Janie Smith
Belhaven College
To meet the challenging task of overtly strengthening faith
within the context of mathematics, I am gathering ideas for Links for Faith and Learning
in the Mathematics Classroom, a collection of student projects which involve
research, thinking, writing and discussion on topics that interweave
mathematics and faith. I am seeking the
links or ways in which Christian principles, Scriptural ideas, Biblical
history, Christian character, Christian values, etc. overlap or impact
mathematics, and, likewise, how mathematical logic, mathematical history,
mathematical technology, etc. overlap or impact Christianity. And, I am concentrating on those ideas that
are commensurate with student knowledge and abilities at particular levels in
the academic process, from freshman core math courses to senior courses for the
math major.
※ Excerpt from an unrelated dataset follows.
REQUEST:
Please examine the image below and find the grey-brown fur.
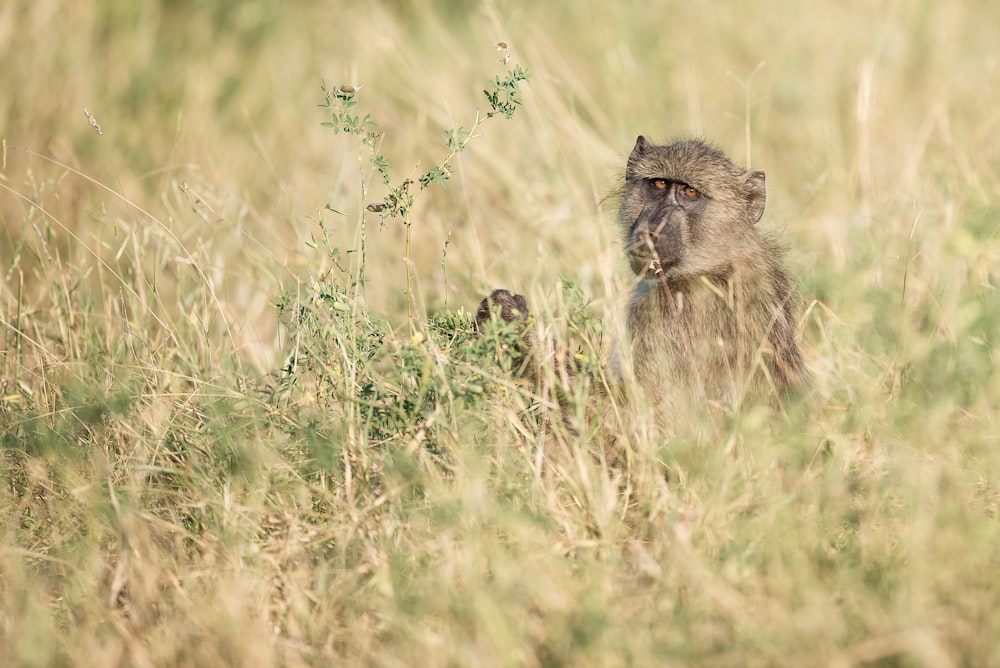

In more succinct terms, my
objective is that STUDENTS know that the Christian faith and mathematics are
not separate and distinct entities but are unified in God’s truth; I am looking for ways to make this happen
through student effort in the classroom.
Some
themes that dominate student projects might include the following:
1) the mathematical facets of a world created by
God, i.e., the order, structure and
pattern, that inevitably reflect the nature of
God, 2) man’s capacity for
comprehending some of these mathematical facets because he is created in God’s
image, i.e., the gift of mathematics to man to be used for God’s purposes, 3) historical evidence that the founders of
Calculus, for example, were just as learned in theology as in mathematics and
the likelihood that a person’s lifetime achievements are not totally separate
from his beliefs, 4)the curious overlapping theme of infinity in both scripture
and mathematics, 5) the
scripture-mandated responsibility of Christ-centered individuals to care for
the earth and its people and to discern truth.
Some
classroom links that I have used in the past are the following: The student in Mathematics Concepts studies
basic probability and the tree diagram.
He is asked to analyze Pascal’s quite impeccable logic and draw a tree
diagram of Pascal’s “Eternal Wager,” which details man’s choices with regard to
belief in God. He is asked to reflect
on answers to questions such as “Would you be able to use this argument
today?” The study of infinite series is
accompanied by a requirement to research mathematical and scriptural concepts
of infinity and respond with an essay.
Students have found it strange that some people can firmly believe that
the trigonometric function f(x) = tan x approaches
infinity as x approaches ½π, yet these same persons
refuse to believe in the concept of eternal life.